Boeing‘s (NYSE: BA) new CEO Kelly Ortberg, who relocated to Seattle from Florida upon taking leadership, is planning significant structural changes to downsize the aerospace giant while working to resolve a crippling machinists’ strike that began September 13. Industry insiders have begun considering “previously unthinkable” scenarios, including potential breakup or bankruptcy if the company maintains its current trajectory.
In a recent note to employees, Ortberg emphasized the need for Boeing to reduce its scope and concentrate on core operations. “We need to be clear-eyed about the work we face,” he wrote, indicating the company had spread itself too thin and requires fundamental restructuring.
A tentative agreement reached Saturday between Boeing and its largest union would provide machinists with a 35% raise over four years. The union is set to vote on Wednesday, the same day Ortberg will make his first public comments as CEO since assuming leadership in August.
The company is exploring the sale of various assets to generate essential cash flow while eliminating underperforming divisions. Boeing’s board recently convened at its Arlington headquarters to evaluate each unit’s performance and consider strategic options. The company has already reached an agreement to sell a small defense subsidiary specializing in military surveillance equipment and previously attempted to divest its rocket joint venture with Lockheed Martin.

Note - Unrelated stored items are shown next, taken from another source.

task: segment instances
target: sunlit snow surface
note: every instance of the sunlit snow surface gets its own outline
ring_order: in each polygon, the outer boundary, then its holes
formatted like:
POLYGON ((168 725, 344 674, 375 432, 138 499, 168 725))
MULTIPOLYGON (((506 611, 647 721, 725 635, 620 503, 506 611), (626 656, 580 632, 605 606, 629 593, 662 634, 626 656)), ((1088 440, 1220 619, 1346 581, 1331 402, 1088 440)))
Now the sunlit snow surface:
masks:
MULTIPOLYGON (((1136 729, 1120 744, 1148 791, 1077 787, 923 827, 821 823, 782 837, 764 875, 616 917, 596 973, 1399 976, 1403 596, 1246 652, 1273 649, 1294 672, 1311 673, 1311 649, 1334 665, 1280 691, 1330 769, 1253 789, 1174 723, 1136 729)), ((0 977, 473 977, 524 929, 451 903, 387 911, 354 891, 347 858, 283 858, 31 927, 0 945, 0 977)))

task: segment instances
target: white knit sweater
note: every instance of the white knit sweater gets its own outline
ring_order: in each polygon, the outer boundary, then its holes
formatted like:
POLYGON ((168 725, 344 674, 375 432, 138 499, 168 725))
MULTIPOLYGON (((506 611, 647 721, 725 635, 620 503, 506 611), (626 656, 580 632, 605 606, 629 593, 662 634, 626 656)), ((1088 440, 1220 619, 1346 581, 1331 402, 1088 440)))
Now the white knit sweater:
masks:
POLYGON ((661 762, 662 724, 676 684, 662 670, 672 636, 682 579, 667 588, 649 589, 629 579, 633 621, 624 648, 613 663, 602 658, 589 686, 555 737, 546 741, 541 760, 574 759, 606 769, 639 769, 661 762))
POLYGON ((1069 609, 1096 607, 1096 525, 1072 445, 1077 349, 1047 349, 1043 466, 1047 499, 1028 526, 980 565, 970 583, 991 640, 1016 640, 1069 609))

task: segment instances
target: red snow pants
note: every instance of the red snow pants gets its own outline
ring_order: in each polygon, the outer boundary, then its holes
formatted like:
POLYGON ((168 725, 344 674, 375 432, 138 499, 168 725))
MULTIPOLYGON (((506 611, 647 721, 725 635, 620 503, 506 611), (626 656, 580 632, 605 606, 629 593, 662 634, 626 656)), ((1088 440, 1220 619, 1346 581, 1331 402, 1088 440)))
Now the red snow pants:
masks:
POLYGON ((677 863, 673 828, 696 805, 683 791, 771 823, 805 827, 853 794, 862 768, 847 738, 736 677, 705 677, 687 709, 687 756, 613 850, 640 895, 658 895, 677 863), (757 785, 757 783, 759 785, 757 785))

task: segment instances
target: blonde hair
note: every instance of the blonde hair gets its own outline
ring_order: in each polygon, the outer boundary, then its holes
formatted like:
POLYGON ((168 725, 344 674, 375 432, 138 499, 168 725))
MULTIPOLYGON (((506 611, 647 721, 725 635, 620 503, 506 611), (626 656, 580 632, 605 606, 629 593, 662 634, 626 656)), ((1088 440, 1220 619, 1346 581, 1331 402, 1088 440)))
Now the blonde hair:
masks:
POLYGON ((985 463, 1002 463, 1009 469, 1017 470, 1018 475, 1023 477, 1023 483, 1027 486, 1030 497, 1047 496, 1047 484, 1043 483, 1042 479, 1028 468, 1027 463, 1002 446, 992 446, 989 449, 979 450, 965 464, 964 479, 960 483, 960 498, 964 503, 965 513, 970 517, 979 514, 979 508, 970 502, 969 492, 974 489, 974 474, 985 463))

Ortberg is seeking to raise at least $10 billion in cash while implementing widespread job reductions. The company faces immediate challenges, including an expected $6 billion quarterly loss and billions in additional charges. Credit rating firms have warned of possible downgrades to junk status if Boeing doesn’t preserve cash. The ongoing strike costs the company approximately $1 billion monthly.
The CEO’s strategy marks a departure from previous management approaches, earning praise from industry leaders like United Airlines CEO Scott Kirby, who commended Ortberg’s focus on raising equity to stabilize the company rather than pursuing stock buybacks.
Ortberg is also pushing for organizational changes, requiring executives to relocate closer to their operational units, contrasting with former CEO Dave Calhoun’s remote management style from homes in New Hampshire and South Carolina.
The restructuring comes as Boeing faces multiple challenges, including safety concerns following the Alaska Airlines door plug incident, delayed aircraft deliveries, and potential credit rating downgrades to junk status.